HILLSBOROUGH COUNTY, Fla. — The impacts of the governor’s latest orders on COVID-19 restrictions are becoming clearer, though too soon for one Wesley Chapel woman.
“They want to look at it like the pandemic’s over. My mom just died a month ago of it,” said Chasity Price.
Price said her mother, 62-year-old Teresa Twist, died at the end of March after battling COVID-19.
“She did everything she was supposed to do. Washing, hand sanitizer, face masks, everything she was supposed to do other than get the shots. Which the vaccine didn’t become available to her until the day after she was admitted to the ICU,” Price said.
She said Twist was a teacher in Ocala. Price said she was legally blind and while she had asthma, it was under control. She continued teaching during the pandemic.
“She wasn’t meant to go, it wasn’t her time. Her last words were 'I have to fight this,'” said Price.
Now, Price is speaking out about the latest orders.
“The fact that we’re not wearing masks or that we’re not mandated to wear a mask is absurd. It’s absurd,” she said.
Governor Ron DeSantis’ executive orders suspend local COVID-19 emergency orders for government entities.
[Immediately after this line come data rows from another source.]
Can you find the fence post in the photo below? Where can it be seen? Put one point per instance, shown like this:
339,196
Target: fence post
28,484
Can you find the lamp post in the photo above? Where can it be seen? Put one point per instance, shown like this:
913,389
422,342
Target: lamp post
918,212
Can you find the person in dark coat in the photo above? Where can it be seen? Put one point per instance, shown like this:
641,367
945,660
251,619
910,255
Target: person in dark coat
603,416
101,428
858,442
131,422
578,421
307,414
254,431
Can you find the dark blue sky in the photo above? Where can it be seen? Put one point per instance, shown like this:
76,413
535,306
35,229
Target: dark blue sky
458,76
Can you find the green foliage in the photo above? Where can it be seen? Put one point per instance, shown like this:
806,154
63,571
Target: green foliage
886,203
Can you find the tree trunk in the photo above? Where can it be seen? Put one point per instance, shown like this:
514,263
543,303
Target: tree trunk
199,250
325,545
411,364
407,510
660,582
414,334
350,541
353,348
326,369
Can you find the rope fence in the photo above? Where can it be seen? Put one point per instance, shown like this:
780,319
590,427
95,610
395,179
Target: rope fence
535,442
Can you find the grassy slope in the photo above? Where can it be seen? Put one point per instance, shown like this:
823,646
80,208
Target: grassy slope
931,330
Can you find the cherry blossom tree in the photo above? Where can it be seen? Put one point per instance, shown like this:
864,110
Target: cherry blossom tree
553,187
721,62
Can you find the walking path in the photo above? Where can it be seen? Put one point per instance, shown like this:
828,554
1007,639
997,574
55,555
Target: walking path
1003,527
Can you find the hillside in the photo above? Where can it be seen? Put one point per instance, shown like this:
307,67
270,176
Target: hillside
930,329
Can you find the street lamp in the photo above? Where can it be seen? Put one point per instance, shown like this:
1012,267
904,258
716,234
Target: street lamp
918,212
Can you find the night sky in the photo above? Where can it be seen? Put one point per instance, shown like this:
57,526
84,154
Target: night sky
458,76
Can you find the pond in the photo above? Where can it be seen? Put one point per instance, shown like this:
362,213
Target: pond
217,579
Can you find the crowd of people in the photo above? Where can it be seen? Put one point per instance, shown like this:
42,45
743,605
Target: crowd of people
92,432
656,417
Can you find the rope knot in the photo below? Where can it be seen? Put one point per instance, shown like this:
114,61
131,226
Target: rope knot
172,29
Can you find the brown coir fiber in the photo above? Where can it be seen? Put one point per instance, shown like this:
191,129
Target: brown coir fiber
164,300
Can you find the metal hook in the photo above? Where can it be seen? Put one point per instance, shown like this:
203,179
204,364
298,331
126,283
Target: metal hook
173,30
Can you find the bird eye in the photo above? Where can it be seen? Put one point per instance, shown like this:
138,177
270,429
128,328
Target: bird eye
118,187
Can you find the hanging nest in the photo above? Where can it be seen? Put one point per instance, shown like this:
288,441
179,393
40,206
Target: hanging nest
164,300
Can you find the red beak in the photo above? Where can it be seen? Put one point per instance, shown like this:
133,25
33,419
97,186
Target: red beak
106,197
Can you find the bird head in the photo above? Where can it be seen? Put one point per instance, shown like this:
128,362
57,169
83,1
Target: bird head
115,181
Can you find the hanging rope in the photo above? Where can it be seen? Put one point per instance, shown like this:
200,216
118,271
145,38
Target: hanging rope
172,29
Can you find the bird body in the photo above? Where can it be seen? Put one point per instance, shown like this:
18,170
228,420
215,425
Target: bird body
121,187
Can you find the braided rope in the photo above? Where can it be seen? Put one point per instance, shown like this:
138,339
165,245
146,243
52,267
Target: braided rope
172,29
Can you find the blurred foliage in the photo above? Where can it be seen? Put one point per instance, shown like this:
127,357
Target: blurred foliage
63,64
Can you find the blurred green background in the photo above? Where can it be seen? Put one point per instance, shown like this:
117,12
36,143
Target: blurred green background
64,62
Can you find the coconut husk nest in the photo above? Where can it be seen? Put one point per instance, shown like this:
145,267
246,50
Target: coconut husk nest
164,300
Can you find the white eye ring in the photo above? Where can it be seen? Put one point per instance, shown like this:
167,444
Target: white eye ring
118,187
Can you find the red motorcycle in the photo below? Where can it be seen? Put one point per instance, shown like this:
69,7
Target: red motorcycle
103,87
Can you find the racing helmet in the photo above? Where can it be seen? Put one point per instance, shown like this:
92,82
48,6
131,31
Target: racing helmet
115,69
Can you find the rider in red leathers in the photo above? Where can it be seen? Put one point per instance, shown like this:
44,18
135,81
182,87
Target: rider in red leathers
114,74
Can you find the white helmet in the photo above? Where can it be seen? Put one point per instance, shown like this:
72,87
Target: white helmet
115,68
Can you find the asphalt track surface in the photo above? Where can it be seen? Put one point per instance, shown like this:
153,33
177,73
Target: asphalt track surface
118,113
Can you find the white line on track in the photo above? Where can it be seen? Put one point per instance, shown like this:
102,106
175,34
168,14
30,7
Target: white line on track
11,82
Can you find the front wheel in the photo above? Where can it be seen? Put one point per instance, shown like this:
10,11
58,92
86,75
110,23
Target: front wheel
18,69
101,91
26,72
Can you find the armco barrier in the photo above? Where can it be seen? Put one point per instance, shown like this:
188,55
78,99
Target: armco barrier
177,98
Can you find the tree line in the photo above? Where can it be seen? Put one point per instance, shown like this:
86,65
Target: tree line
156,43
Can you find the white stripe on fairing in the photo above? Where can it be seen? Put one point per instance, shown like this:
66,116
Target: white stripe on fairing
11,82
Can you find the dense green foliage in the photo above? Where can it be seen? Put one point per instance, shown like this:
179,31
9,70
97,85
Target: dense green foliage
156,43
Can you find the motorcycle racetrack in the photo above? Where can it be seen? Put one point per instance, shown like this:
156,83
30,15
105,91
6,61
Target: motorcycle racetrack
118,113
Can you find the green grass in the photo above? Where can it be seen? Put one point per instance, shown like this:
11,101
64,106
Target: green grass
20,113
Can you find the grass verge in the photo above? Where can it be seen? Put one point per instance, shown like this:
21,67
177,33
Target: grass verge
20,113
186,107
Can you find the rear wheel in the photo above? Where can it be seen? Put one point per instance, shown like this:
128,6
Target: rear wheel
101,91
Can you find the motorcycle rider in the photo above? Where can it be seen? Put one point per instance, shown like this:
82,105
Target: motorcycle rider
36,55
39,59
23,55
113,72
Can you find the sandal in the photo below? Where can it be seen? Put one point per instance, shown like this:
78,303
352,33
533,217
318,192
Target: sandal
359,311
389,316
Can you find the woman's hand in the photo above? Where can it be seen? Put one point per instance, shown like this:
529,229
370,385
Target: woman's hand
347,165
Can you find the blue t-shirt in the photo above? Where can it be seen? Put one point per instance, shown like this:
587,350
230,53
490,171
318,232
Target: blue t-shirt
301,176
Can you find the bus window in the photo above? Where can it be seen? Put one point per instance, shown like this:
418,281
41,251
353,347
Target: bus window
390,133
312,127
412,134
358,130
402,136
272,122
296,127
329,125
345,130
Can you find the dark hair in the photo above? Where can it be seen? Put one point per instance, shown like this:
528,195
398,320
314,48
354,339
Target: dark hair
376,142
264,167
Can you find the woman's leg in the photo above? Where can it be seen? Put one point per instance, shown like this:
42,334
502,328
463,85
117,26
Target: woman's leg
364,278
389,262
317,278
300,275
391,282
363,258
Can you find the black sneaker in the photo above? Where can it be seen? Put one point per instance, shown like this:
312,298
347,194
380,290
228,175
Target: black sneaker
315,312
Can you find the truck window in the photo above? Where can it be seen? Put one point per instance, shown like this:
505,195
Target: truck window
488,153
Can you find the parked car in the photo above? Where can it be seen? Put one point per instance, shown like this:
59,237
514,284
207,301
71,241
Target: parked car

The governor, in part, pointed to vaccines in the reasoning for them.
“So my message is the vaccines protect you, get vaccinated, and then live your life as if you’re protected,” DeSantis said.
So we checked in with local counties on the vaccination efforts.
Pinellas County said it’s noticed demand falling at sites run with the Department of Health, though the vaccination numbers are rising. Hillsborough County officials also noted a declining vaccine interest.
“We were hoping to be a little higher up in the amount of folks vaccinated by now and it’s disappointing we don’t have those numbers, yet we want to certainly increase that. We want people to get re-energized. Earlier on it was very little vaccine and such a high demand and now we have a lot of vaccines and a lot less interest in the vaccine,” said Kevin Watler, the public information officer for the Florida Department of Health in Hillsborough County.
The department said about 31% of Hillsborough County residents 16 and older are fully vaccinated.
Watler said outreach efforts are continuing, including reaching out to organizations, campaigns, community conversations and the placement of dozens of road signs at major intersections this week to promote vaccine information.
“We’re doing everything we can to really try to encourage folks to get vaccinated,” he said.
But while the new orders set in, for Price, she hopes others keep taking precautions.
“It is not a joke. This is not the common cold. My mom had the flu many times this is not the flu. My mom was alive one week and gone the next month,” she said.